RedirectMatch temp .* http://www.example.com/startpage.html
When even more powerful substitution is required, the rewriting engine provided by mod_rewrite can be useful. The directives provided by this module can use characteristics of the request such as browser type or source IP address in deciding from where to serve content. In addition, mod_rewrite can use external database files or programs to determine how to handle a request. Many practical examples employing mod_rewrite are discussed in the URL Rewriting Guide.
Inevitably, URLs will be requested for which no matching file can be found in the filesystem. This can happen for several reasons. In some cases, it can be a result of moving documents from one location to another. In this case, it is best to use URL redirection to inform clients of the new location of the resource. In this way, you can assure that old bookmarks and links will continue to work, even though the resource is at a new location.
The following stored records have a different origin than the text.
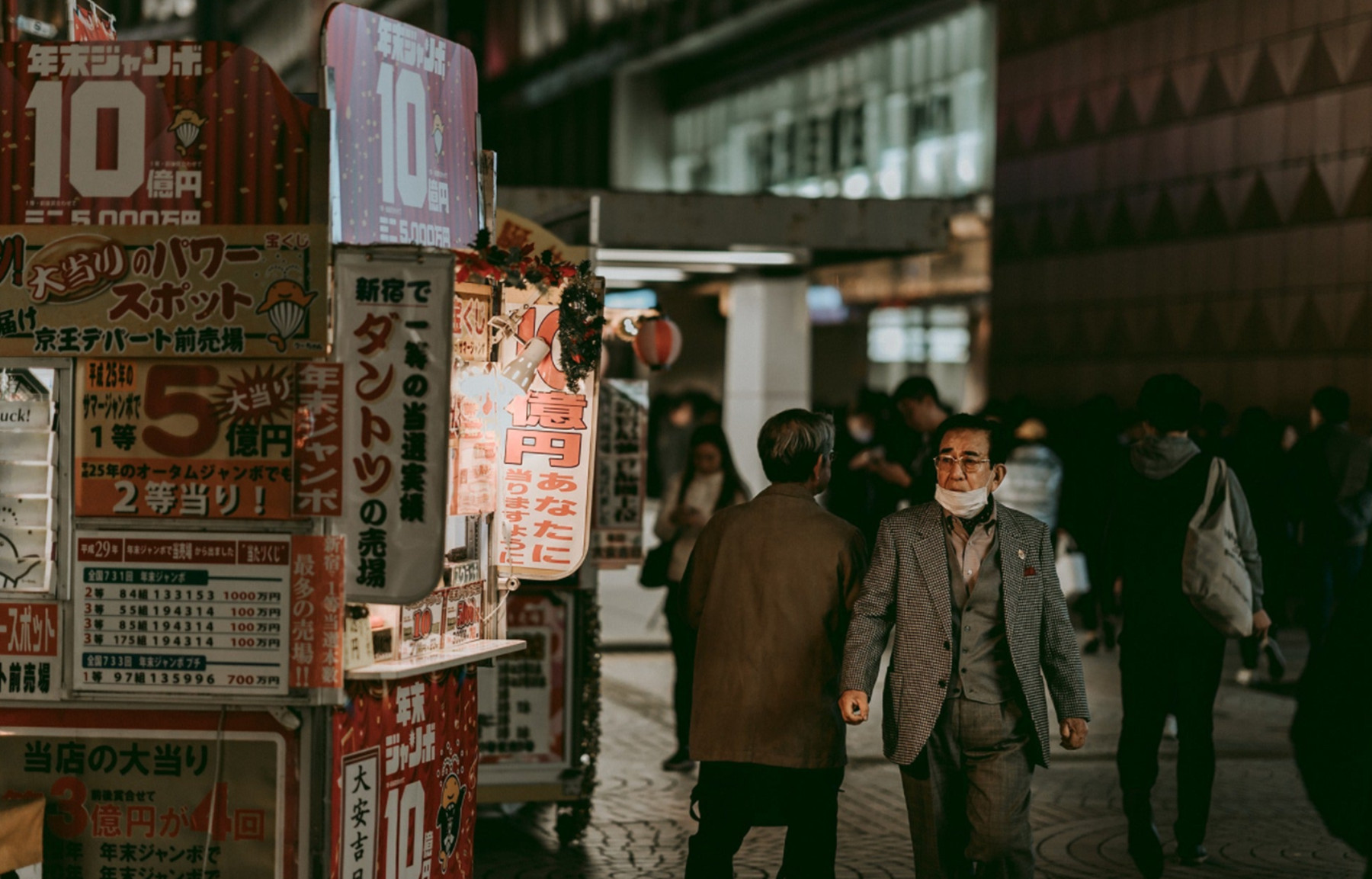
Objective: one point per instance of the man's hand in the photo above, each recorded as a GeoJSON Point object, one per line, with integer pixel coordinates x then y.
{"type": "Point", "coordinates": [1073, 733]}
{"type": "Point", "coordinates": [852, 705]}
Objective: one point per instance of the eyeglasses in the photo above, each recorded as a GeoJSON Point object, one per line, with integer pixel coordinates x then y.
{"type": "Point", "coordinates": [967, 463]}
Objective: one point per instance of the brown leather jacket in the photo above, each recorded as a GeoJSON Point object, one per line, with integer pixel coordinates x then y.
{"type": "Point", "coordinates": [771, 585]}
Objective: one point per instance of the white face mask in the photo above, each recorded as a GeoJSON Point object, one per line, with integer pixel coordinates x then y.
{"type": "Point", "coordinates": [962, 504]}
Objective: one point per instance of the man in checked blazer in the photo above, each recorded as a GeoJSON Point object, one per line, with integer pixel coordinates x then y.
{"type": "Point", "coordinates": [972, 592]}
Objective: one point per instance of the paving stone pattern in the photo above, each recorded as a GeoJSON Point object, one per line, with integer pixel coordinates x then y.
{"type": "Point", "coordinates": [1261, 826]}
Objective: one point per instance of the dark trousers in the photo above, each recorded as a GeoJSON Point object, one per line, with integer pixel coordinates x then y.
{"type": "Point", "coordinates": [1178, 675]}
{"type": "Point", "coordinates": [684, 654]}
{"type": "Point", "coordinates": [1332, 575]}
{"type": "Point", "coordinates": [734, 797]}
{"type": "Point", "coordinates": [967, 793]}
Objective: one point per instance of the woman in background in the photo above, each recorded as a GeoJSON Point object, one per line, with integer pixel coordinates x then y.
{"type": "Point", "coordinates": [708, 484]}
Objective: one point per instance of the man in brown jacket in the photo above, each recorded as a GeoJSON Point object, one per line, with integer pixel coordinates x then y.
{"type": "Point", "coordinates": [770, 585]}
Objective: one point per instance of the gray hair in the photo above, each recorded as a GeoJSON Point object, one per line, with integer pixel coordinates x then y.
{"type": "Point", "coordinates": [792, 442]}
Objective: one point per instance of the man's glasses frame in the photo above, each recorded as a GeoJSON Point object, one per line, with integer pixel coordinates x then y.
{"type": "Point", "coordinates": [967, 463]}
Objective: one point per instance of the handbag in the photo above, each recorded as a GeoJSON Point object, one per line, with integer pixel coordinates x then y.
{"type": "Point", "coordinates": [1213, 575]}
{"type": "Point", "coordinates": [656, 563]}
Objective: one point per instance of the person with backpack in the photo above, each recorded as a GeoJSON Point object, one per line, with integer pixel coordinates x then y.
{"type": "Point", "coordinates": [1172, 650]}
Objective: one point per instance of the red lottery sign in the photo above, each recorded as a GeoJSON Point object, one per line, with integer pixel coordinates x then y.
{"type": "Point", "coordinates": [549, 450]}
{"type": "Point", "coordinates": [405, 125]}
{"type": "Point", "coordinates": [150, 133]}
{"type": "Point", "coordinates": [405, 779]}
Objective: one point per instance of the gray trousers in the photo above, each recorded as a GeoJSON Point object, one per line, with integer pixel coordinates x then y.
{"type": "Point", "coordinates": [967, 794]}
Another common cause of "File Not Found" errors is accidental mistyping of URLs, either directly in the browser, or in HTML links. Apache provides the module mod_speling (sic) to help with this problem. When this module is activated, it will intercept "File Not Found" errors and look for a resource with a similar filename. If one such file is found, mod_speling will send an HTTP redirect to the client informing it of the correct location. If several "close" files are found, a list of available alternatives will be presented to the client.
An especially useful feature of mod_speling, is that it will compare filenames without respect to case. This can be useful for systems where users are unaware of the case-sensitive nature of URLs and the unix filesystem. However, using mod_speling for anything more than the occasional URL correction can lead to additional load on the server, since each "incorrect" request is followed by a URL redirection and a new request from the client.
If all attempts to locate the content fail, Apache returns an error page with HTTP status code 404 (file not found). The appearance of this page is controlled with the ErrorDocument directive and can be customized in a flexible manner as discussed in the Custom error responses and International Server Error Responses documents.